Find the rate per turn R = E·d⁴/(10.8·D·Nₐ), where E is Young’s modulus, d the wire diameter, D the mean coil diameter and Nₐ the active coils. The wind-up is the applied moment divided by the rate, in turns: revolutions = M / R, and the angle is revolutions × 360°. Enter your values above and the calculator solves it.
Why does a torsion spring use Young’s modulus E and not the shear modulus G?
Despite the name, a helical torsion spring loads its wire in bending, not torsion — the coil winds tighter as the arms rotate.
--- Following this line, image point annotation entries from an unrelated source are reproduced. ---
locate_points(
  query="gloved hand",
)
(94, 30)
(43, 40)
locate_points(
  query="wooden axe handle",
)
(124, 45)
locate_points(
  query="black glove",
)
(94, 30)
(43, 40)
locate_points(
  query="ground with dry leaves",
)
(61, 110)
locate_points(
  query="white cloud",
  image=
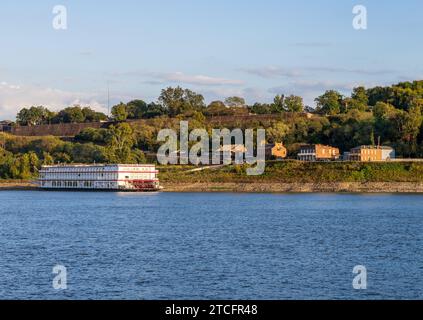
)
(157, 78)
(272, 72)
(277, 71)
(180, 77)
(15, 97)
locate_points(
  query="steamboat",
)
(107, 177)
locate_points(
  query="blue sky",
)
(219, 48)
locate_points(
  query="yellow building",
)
(318, 152)
(276, 150)
(371, 153)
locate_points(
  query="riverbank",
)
(340, 187)
(331, 187)
(285, 177)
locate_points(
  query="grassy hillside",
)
(299, 172)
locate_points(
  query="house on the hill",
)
(318, 152)
(276, 151)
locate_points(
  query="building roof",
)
(373, 147)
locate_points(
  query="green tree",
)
(120, 112)
(120, 142)
(277, 132)
(71, 115)
(179, 101)
(294, 104)
(329, 103)
(137, 109)
(279, 103)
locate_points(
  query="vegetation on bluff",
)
(392, 114)
(300, 172)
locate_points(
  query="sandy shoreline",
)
(339, 187)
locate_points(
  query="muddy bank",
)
(347, 187)
(17, 186)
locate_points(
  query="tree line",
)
(391, 115)
(174, 102)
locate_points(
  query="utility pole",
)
(108, 99)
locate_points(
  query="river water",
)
(209, 246)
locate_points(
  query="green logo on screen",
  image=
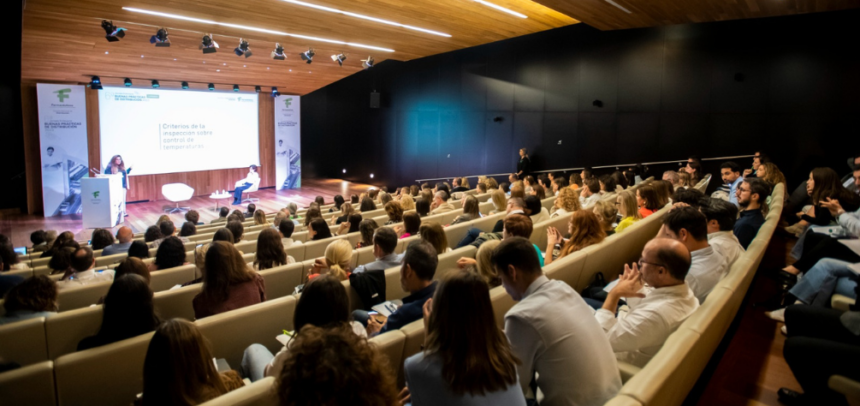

Bending stiffness depends on Young’s modulus E, so the rate uses E (a compression spring, which twists its wire, uses the shear modulus G instead).
What is the Wahl bending correction factor Kb?
It corrects the bending stress for coil curvature, which concentrates stress on the inner fibre of the wire: Kb = (4C² − C − 1)/(4C(C − 1)), where C = D/d is the spring index. It is the bending counterpart of the shear Wahl factor Kᵥᵥ used for compression springs. Skipping it under-predicts the peak stress.
Where is the maximum stress in a torsion spring?
At the inner fibre of the wire — the surface facing the coil axis. The curvature correction Kb is greater than 1 precisely because that inner surface sees a higher bending stress than a straight beam would: σ = Kb · 32·M / (π·d³).
Does the coil diameter change under load?
Yes. As the spring winds up, the body coils tighten, so the spring’s inside diameter shrinks. Allow clearance over the arbor or shaft the spring works on so the coils do not bind as the inside diameter reduces at full deflection.
Does this work in metric and imperial?
Yes — toggle SI/Imperial in the header. The moment is entered in N·m or lbf·ft, lengths in mm or inches, and stress is shown in MPa or ksi. The deflection angle is in degrees either way.
Method & assumptions
- The wire is loaded in bending, so the rate uses Young’s modulus E and the bending Wahl factor Kb — different from a compression spring, whose wire twists (shear modulus G, shear Wahl factor Kᵥᵥ).
- The maximum stress is at the inner fibre of the coil; the body coils tighten and the inside diameter shrinks as the spring winds up, so allow arbor clearance.
- Static loading only — fatigue, set and stress relaxation are not modelled.
- End/arm leverage, friction against the arbor and pre-wind are not included; for a safety-critical design, verify against the governing standard and your supplier’s certified data, and have a professional engineer review it.